On le sait tous, les maladies cardiovasculaires sont la première cause de mortalité dans le monde. C’est une réalité qui fait un peu peur, je vous l’accorde. Chaque année, près de 20 millions de personnes nous quittent à cause de ça. On pointe souvent du doigt nos gènes ou notre mode de vie, mais si une partie de la réponse se cachait… dans nos intestins ?
De plus en plus de chercheurs pensent que les microbes qui vivent dans notre ventre, ce qu’on appelle le microbiome intestinal, jouent un rôle bien plus important qu’on ne l’imaginait, surtout dans la maladie coronarienne. C’est une piste fascinante, vous ne trouvez pas ?
Une découverte majeure venue de Séoul
Justement, une nouvelle étude menée par des scientifiques à Séoul vient de mettre le doigt sur quelque chose de très précis. Ils ont réussi à identifier 15 espèces de bactéries qui semblent directement liées à la maladie coronarienne, cette fameuse maladie qui touche les artères de notre cœur.
Le Dr Han-Na Kim, qui a dirigé cette recherche, l’explique très bien : « Nous ne nous sommes pas contentés de savoir ‘quelles bactéries sont là’, nous avons cherché à comprendre ce qu’elles font réellement dans cette connexion entre le cœur et l’intestin. » C’est un grand pas en avant.
Comment ont-ils percé ce mystère ?
Pour en arriver là, l’équipe a fait quelque chose d’assez ingénieux. Ils ont analysé des échantillons de selles de 14 patients atteints de la maladie, et les ont comparés avec ceux de 28 personnes en parfaite santé. Rien de bien glamour, mais terriblement efficace.
Grâce à une technique de pointe, le séquençage métagénomique (un mot compliqué pour dire qu’ils ont regardé l’ADN de tous les microbes présents), ils ont pu reconstituer le portrait-robot de chaque bactérie. C’est un peu comme une enquête policière au cœur de notre système digestif.
Le rôle parfois trouble de ces microbes
Alors, qu’est-ce qu’ils ont trouvé ? Eh bien, chez les personnes malades, il y a un vrai bazar. Les chercheurs ont observé un déséquilibre qui favorise l’inflammation et les problèmes métaboliques. En clair, les bonnes bactéries, comme une certaine Faecalibacterium prausnitzii qui nous protège, se font plus rares.
Pire encore, d’autres processus, comme le cycle de l’urée, se mettent à tourner à plein régime, ce qui semble aggraver la maladie. L’étude a aussi montré que même des bactéries considérées comme amies, telles que Akkermansia muciniphila, peuvent changer de camp et devenir néfastes selon qu’elles viennent d’un intestin sain ou malade. C’est assez déroutant.
Des bactéries à double visage : le cas 'Dr. Jekyll et Mr. Hyde'
C’est là que ça devient vraiment complexe. Prenons l’exemple d’une famille de bactéries appelée Lachnospiraceae. On pourrait penser qu’elles sont soit bonnes, soit mauvaises. Mais non. Le Dr Kim dit qu’elles peuvent être le « Dr. Jekyll et Mr. Hyde de l’intestin ».

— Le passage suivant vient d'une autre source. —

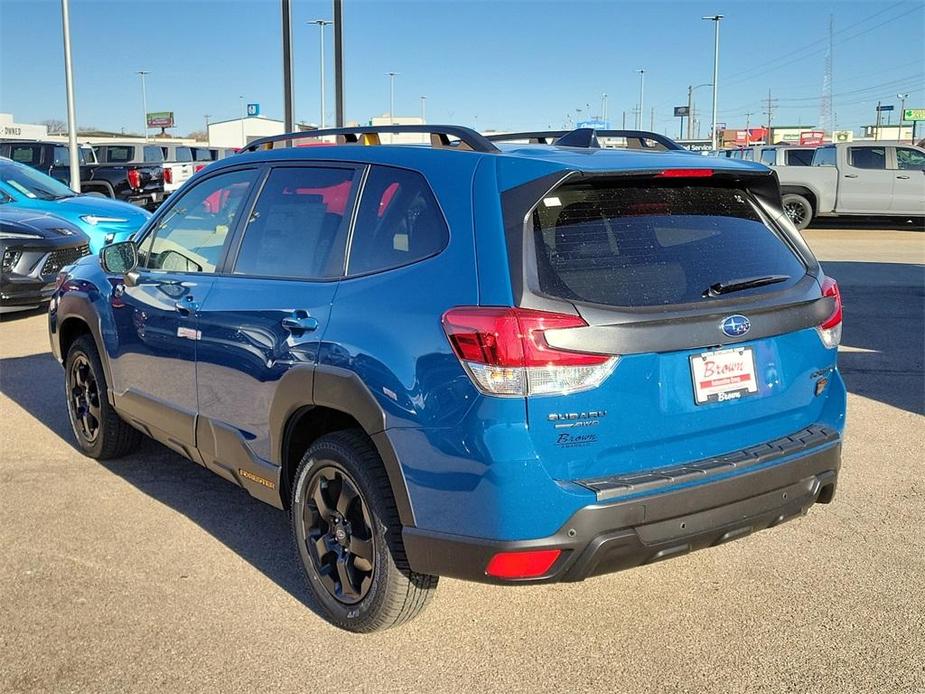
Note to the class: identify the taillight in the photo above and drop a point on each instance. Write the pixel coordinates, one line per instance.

En fait, certaines espèces de cette famille disparaissent chez les personnes malades, tandis que d’autres… eh bien, elles semblent au contraire proliférer. C’est un vrai casse-tête. La grande question, c’est de savoir lesquelles sont les gentilles et lesquelles sont les méchantes. On n’en est pas encore là.
Et maintenant, qu'est-ce que ça change pour nous ?
Toutes ces découvertes sont passionnantes, mais à quoi vont-elles servir concrètement ? L’objectif final, c’est la prévention. C’est vraiment là que se trouve la clé pour réduire le fardeau des maladies cardiaques dans le monde.
Les chercheurs espèrent pouvoir un jour utiliser ces informations pour mettre au point des outils très concrets. Imaginez un dépistage basé sur l’analyse de nos selles, ou encore des conseils nutritionnels très personnalisés pour aider nos bonnes bactéries à reprendre le dessus ou pour bloquer les effets néfastes des mauvaises. Ce serait une petite révolution.
Un immense espoir pour l'avenir de notre santé
Pour résumer, ce que cette étude nous apprend, c’est que prendre soin de notre ventre, c’est aussi prendre soin de notre cœur. Le lien est là, bien réel, même s’il est incroyablement complexe.
Ce n’est que le début, bien sûr. Il reste encore beaucoup de travail. Mais cette recherche ouvre une porte immense vers de nouvelles façons de prévenir les maladies cardiovasculaires. C’est une belle lueur d’espoir pour nous tous et pour les générations futures. Finalement, nos plus petits habitants pourraient bien être nos plus grands alliés.